После смерти матери у меня маковой росинки во рту не было, но я чувствовала себя такой бодрой, такой живой, что могла блаженствовать в райке хоть целую вечность. Представление кончилось, последний медяк упал на сцену, а я все никак не могла подняться с места; наверно, так бы я там и сидела, глядя сверху в "преисподнюю", если бы толпа не подхватила меня и не вынесла на улицу. Это было словно изгнание из чудесного сада или дворца - теперь я видела только запачканные кирпичные стены домов, грязь на узкой улице и тени прохожих под газовыми фонарями на Стрэнде. По булыжной мостовой Крейвен-стрит была рассыпана солома, в поганой луже мокли страницы из журнала. Откуда-то сверху послышался плач - не то женский, не то детский, - но, подняв голову, я смогла различить в ночном небе только смутные силуэты дымовых труб. Везде был мрак, небо сливалось с крышами домов. Всеми силами души я желала снова оказаться в театре.
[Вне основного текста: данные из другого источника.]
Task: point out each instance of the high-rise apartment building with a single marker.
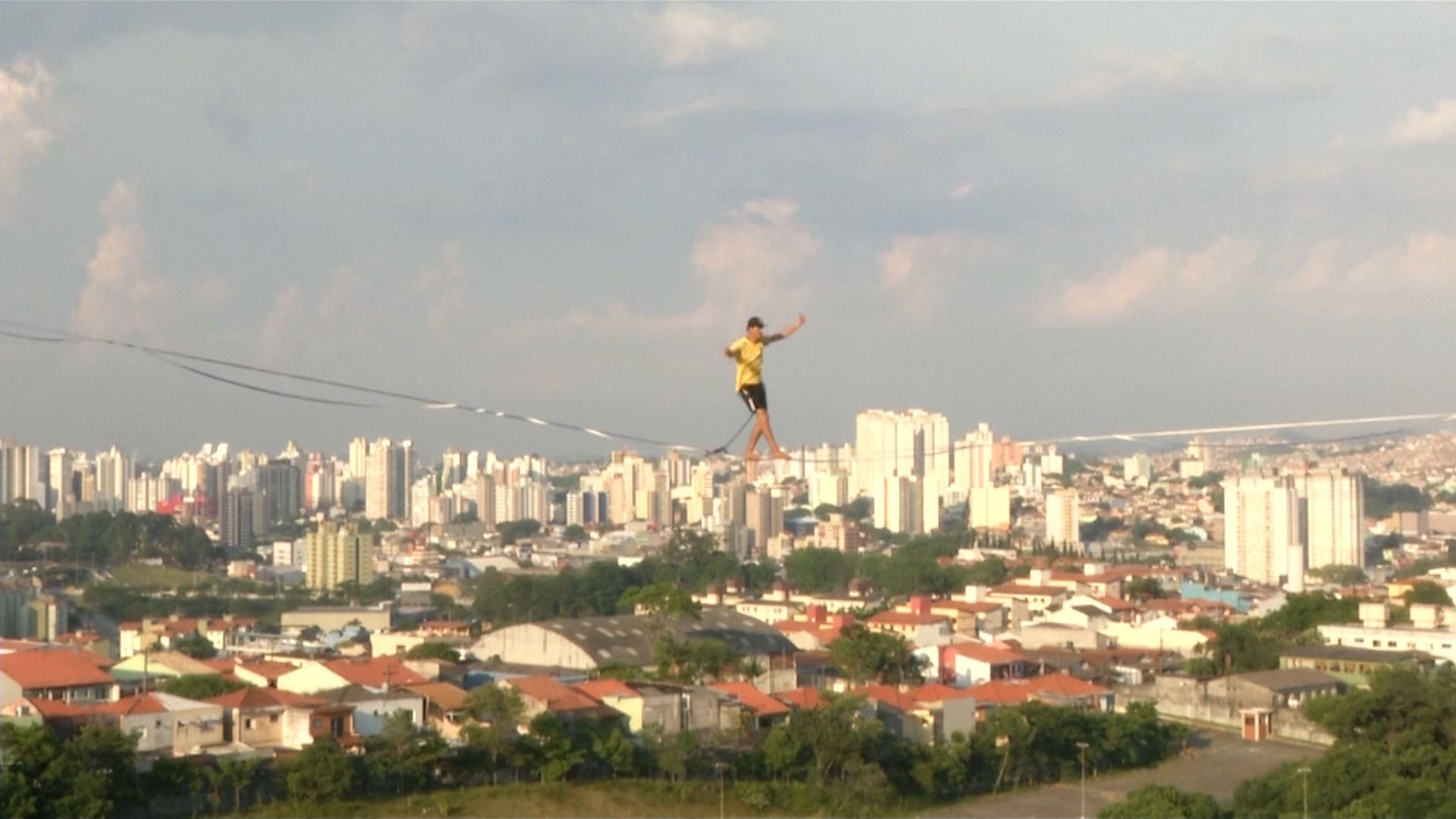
(485, 500)
(280, 485)
(899, 504)
(989, 507)
(20, 474)
(1260, 525)
(237, 518)
(61, 483)
(1138, 469)
(112, 480)
(1334, 518)
(1063, 519)
(389, 475)
(912, 444)
(974, 458)
(337, 556)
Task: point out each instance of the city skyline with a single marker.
(946, 207)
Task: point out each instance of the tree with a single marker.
(990, 572)
(322, 773)
(403, 754)
(494, 711)
(1145, 588)
(433, 651)
(558, 751)
(196, 646)
(1427, 592)
(617, 752)
(1164, 802)
(873, 656)
(201, 686)
(783, 752)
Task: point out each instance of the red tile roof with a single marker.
(601, 689)
(270, 670)
(53, 668)
(376, 672)
(1015, 691)
(801, 697)
(758, 701)
(262, 698)
(552, 694)
(443, 694)
(982, 651)
(890, 695)
(136, 704)
(938, 692)
(906, 618)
На углу у реки светил масляный фонарь, рядом собралась кучка людей; я поняла, что тут идет торговля пирогами и прочей снедью, и решила купить колбасы. К тому же вечер был очень холодный, а тут можно было погреться у жаровни. Минуту-две я стояла, переминаясь на булыжной мостовой, и вдруг подбежал подвыпивший мужчина в ярко-желтом клетчатом костюме.